Ma colpisce il fatto che l’altro quotidiano leader a livello nazionale – espressione di una propria linea politica d’appoggio critico all’attuale governo – sia altrettanto in difficoltà e non riesca a raggiungere l’obbiettivo che si è posto delle quattrocentomila copie, raggiungendo, nel maggio 2013, il proprio record minimo di 321mila copie vendute in quel mese.

Non parliamo degli altri quotidiani più diffusi perchè le cifre sono ancora più basse e confermano quella collocazione del nostro paese agli ultimi posti della classificazione promossa dall’OCSE per i 31 paesi che ne fanno parte: siamo il ventinovesimo per istruzione media ma basta ricordare che “gli italiani fra i 25 anni e i 64 anni con al massimo la licenza di scuola media sono quasi la metà del totale.

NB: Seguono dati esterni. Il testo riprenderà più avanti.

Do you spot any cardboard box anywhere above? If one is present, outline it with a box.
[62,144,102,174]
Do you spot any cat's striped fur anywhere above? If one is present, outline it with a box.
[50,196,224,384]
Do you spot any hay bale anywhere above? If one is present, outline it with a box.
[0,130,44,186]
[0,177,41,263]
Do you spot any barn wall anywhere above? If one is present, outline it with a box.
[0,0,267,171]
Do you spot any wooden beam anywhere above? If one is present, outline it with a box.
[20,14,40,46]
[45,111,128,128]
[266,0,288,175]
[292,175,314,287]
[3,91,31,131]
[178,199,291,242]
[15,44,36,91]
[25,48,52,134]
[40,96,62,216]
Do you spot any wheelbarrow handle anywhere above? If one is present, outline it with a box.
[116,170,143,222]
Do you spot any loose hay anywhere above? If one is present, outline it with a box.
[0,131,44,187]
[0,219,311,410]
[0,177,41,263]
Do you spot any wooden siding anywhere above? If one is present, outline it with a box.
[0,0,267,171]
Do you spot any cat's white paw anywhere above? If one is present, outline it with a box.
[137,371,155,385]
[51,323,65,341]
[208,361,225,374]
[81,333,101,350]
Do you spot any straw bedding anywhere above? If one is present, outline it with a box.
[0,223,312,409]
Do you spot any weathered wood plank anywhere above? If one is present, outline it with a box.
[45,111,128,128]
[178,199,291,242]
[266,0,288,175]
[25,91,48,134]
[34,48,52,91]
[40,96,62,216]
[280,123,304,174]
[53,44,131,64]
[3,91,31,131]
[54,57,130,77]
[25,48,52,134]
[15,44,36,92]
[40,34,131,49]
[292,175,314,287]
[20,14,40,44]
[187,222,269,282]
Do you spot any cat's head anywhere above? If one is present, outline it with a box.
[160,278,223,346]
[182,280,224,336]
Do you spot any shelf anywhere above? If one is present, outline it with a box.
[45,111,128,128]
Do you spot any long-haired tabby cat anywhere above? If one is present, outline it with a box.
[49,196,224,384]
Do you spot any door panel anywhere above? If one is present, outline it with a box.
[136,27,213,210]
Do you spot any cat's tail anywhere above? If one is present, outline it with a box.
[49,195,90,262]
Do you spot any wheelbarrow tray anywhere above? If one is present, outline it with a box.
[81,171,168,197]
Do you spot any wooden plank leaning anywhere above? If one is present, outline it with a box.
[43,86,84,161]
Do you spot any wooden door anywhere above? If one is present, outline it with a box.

Solo Spagna, Portogallo e Malta hanno un dato peggiore” ma non si può dimenticare che, in fatto di letture, soltanto 7 italiani su 100 leggono almeno un libro all’anno perchè questo dà ancora di più del primo elemento il senso dell’ignoranza di massa come distintivo del nostro paese a livello europeo.
Aggiungiamo ancora qualche cifra che riguarda l’andamento negativo della televisione generalista: RAI uno passa dal 21 per cento di ascolti nel 2009 al 18,3 % nel 2012: Canale 5 dal 20,7% del 2009 al 15,3 nel 2012; Rai Due, Italia Uno e RAI Tre scendono sotto l’8 % e Rete 4 sotto il 6%.

Potremmo continuar a dar cifre e statistiche ai nostri lettori ma conta di più, a questo punto, sottolineare il pericolo che si arrivi nel nostro paese, se la politica non si assumerà la necessaria responsabilità che le spetta in questo ambito, alla regressione dalla lettura e dall’informazione non ci consenta di uscire – neppure dopo le elezioni generali destinate a precipitare, in mancanza di accordi non soltanto tra una parte e l’altra dello schieramento dei partiti ma addirittura all’interno di ciascuno di essi – dal disastroso ventennio populista berlusconiano. Un giurista dell’Università di Cagliari ricorda a ragione l’importanza del binomio tra cultura e politica non solo per l’Italia di domani ma anche – sono  d’accordo – per l’unificazione politica dell’Europa ancora lontana.Tra le speranze che è lecito nutrire di questi tempi mi pare che queste possano essere tra le più importanti e decisive, per quanto tutt’altro che facili a realizzarsi giacché richiederebbero criteri di selezione delle classi dirigenti in Italia quasi mai finora adottati.